NIGERIA: MAN, OTHERS TO GET N4.5B COMPENSATION FROM STANBIC IBTC BANK FOR BREACH OF CONTRACT



Patrick Olayele Akinkuotu, and his company, Longterm Global Capital Limited and 2 other co-plaintiffs have been awarded a N4.5 billion compensation by the Federal High Court, Lagos. Mr. Akinkuotu is also a former Group Managing Director of Afribank Nigeria Plc.
The court’s judgement was in respect of a 2012 suit filed by Akinkuotu and his company against Stanbic IBTC Bank Plc and the second defendant, Starcomms which alleged that the plaintiff was misled by Stanbic IBTC to buy Starcom shares through misrepresentation of facts and the presentation of false documents.

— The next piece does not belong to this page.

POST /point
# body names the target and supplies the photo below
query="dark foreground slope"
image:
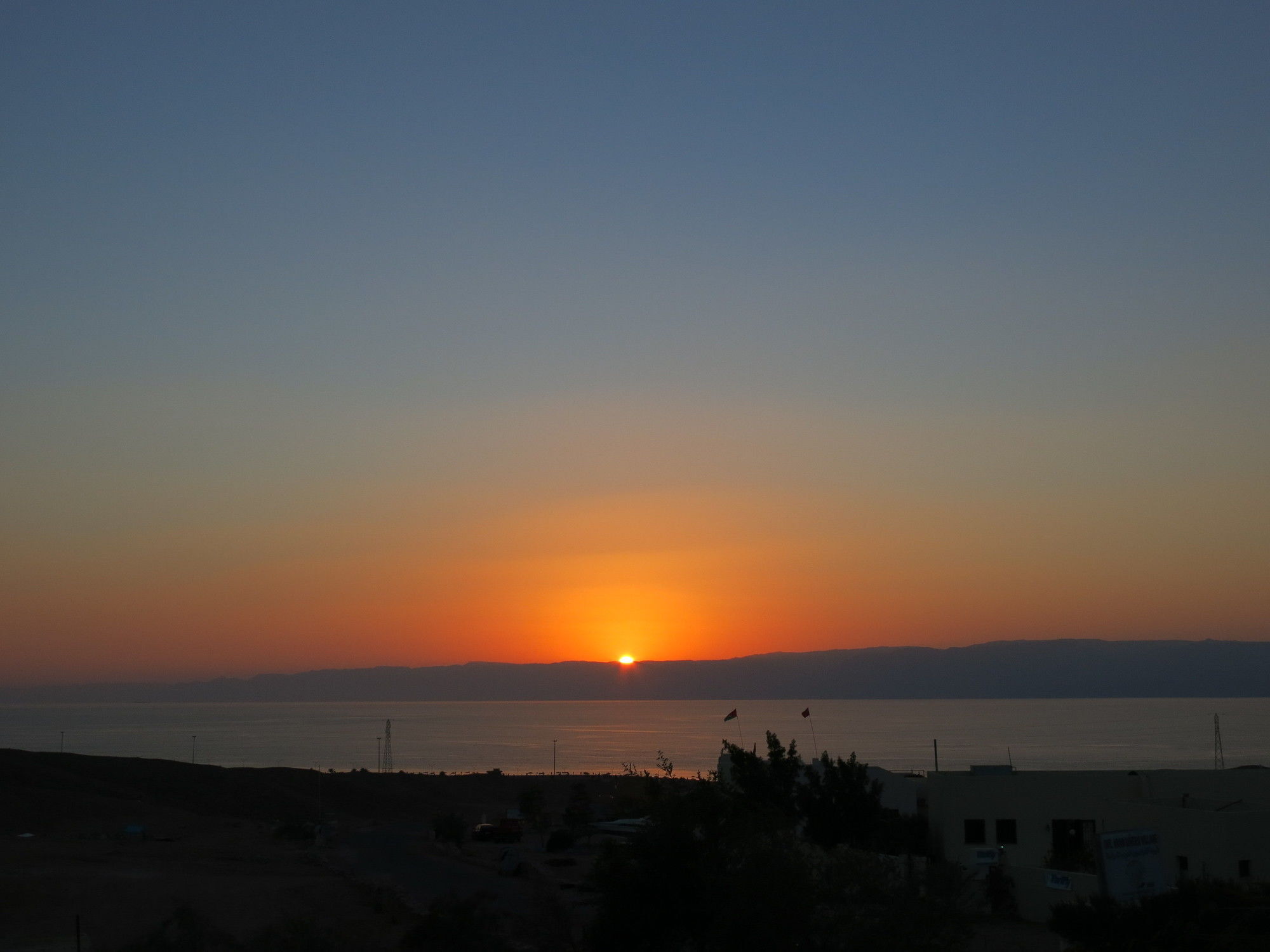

Justice John Tsoho reading the judgment on behalf of the panel also ruled that Stanbic IBTC and Starcomms Plc would continue to pay the plaintiffs an annual interest of 10 per cent on the judgment sum until it was finally paid off. The judgment also ordered that the 100 million units of Starcomm shares sold to the plaintiffs in the transaction in question were improper, invalid, null and void and therefore set aside. The sale of the shares was through a private placement in 2008.

Details of the suit show that the plaintiffs in 2008 received from Stanbic IBTC a proposal hrough one of its officers, Akintayo Mabeweji, for the sale of the shares of Starcomms through the means of a private placement. The bank then followed up by sending the plaintiffs an Investment Letter dated April 24, 2008, which bore the names of Stanbic IBTC and Chapel Hill Advisory Partners Limited as Joint Issuing Houses for the private placement offer.
On the receipt of these documents, the plaintiffs being convinced that the transaction was genuine went ahead to commit to purchase 25 million units of the Starcomms shares and went on take steps to comply with the instructions of the bank.
The plaintiffs carried out the purchase based on the Investment Letter and the Form of Commitment which were presented by Stanbic IBTC as the only placement documents which prospective investors needed to rely on before making their decision on the private placement.
Contrary to the bank’s advice, the plaintiffs surprisingly on July 24, 2012, received two separate investigation letters from the Securities and Exchange Commission (SEC), which drew their attention to several issues in respect of the private placement. Following this the plaintiffs made inquiries and found out that the authentic and final document prepared and submitted to the Securities and Exchange Commission (SEC) by the defendants was not the one given to them but a Private Placement Memorandum dated May 5, 2008.